The afternoon performance was just as good, and the clowns were just as funny, as though poor Dyke Dingleman did not lie unconscious at the hospital. In the morning the circus left town, but not before the proprietors of the circus had made arrangements at the hospital for the care of the injured actor.
Two weeks after the accident Dyke told his nurse all about his misfortunes and about his wife leaving him. He said he had nothing to live for and might as well die. The nurse was a romantic soul and set about to win Dyke’s wife back to him. She wrote a long letter, telling her husband’s story of hard luck just as he had told it to her, and begged her to come at once to his bed and give him love and hope and sympathy, so that he would have something to live for.

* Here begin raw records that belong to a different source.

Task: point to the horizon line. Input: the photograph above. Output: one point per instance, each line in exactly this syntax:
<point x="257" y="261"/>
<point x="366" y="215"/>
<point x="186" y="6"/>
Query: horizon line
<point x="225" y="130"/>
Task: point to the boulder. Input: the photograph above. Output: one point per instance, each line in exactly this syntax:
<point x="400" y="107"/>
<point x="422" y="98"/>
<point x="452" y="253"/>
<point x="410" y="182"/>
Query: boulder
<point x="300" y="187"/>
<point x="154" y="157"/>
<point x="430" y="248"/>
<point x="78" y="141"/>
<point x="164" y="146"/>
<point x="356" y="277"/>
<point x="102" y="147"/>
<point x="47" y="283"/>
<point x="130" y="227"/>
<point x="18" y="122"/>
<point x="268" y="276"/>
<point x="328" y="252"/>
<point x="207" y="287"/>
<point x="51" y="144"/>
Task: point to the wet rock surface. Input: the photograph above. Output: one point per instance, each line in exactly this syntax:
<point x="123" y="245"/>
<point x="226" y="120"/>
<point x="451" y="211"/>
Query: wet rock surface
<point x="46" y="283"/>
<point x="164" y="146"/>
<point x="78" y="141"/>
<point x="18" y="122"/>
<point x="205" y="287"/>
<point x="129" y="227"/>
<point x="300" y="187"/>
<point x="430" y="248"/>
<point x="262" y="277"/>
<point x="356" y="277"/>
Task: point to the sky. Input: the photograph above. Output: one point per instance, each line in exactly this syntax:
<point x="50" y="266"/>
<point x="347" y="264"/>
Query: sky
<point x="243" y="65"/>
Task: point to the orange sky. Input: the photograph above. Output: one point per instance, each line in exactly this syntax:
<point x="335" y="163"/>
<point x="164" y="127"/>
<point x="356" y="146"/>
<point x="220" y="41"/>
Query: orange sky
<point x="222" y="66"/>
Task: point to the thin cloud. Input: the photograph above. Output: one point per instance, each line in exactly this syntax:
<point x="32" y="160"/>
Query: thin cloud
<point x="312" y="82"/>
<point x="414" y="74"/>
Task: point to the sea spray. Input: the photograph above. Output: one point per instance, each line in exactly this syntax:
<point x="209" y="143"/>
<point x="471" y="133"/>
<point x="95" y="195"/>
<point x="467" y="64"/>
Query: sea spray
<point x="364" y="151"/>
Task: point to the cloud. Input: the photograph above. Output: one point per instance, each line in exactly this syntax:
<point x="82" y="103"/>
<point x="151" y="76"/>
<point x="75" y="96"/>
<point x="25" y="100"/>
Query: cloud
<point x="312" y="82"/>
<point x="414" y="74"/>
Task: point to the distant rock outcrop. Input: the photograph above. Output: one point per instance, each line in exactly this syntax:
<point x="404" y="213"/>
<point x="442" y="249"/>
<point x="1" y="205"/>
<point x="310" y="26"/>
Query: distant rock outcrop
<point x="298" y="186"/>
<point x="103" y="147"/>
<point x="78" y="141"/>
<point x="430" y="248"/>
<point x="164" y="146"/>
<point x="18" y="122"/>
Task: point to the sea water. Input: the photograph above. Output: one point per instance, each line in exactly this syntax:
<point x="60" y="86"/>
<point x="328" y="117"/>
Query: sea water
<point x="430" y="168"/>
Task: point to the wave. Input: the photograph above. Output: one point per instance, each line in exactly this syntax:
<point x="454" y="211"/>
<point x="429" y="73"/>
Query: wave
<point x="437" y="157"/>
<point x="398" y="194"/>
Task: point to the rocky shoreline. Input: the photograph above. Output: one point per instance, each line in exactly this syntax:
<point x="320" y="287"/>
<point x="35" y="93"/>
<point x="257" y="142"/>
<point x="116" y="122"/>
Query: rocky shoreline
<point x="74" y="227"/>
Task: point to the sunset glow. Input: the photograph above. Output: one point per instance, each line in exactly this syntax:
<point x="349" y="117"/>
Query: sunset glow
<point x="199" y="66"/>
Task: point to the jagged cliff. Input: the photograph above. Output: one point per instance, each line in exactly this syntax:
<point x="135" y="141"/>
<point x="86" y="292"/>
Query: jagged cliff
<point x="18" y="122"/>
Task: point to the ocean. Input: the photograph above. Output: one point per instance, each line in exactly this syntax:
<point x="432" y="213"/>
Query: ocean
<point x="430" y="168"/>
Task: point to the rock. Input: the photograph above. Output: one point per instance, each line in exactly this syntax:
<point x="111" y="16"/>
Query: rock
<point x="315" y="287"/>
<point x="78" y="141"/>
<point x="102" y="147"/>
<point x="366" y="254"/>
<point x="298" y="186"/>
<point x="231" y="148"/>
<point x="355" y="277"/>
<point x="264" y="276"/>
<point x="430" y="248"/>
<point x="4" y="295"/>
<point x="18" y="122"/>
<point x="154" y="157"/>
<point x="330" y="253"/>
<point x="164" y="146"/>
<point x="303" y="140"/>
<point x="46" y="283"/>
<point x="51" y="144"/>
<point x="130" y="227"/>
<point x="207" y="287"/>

There never was a happier set of hospital nurses than there was in that particular hospital when Dyke’s wife came to his bed and threw her loving arms around his wasted body and asked him to forgive her for leaving him when his heart was heavy with sorrow from grieving over Bessie’s death.
And then she embraced the nurse who had told Dyke’s story so beautifully and pathetically, and the doctor assured them all that the patient was going to recover rapidly now. He could see signs of health and love of life coming back to the haggard face of the hard-luck showman.
The story was written up by the same romantic nurse and sent to a paper, and the whole town was in sympathy with Dyke Dingleman and his wife. Next day when another big circus came to town the nurse wrote the manager, inclosing Dyke’s story, and advised a benefit exhibition. The city turned out and Dyke’s share of the net profits was $300.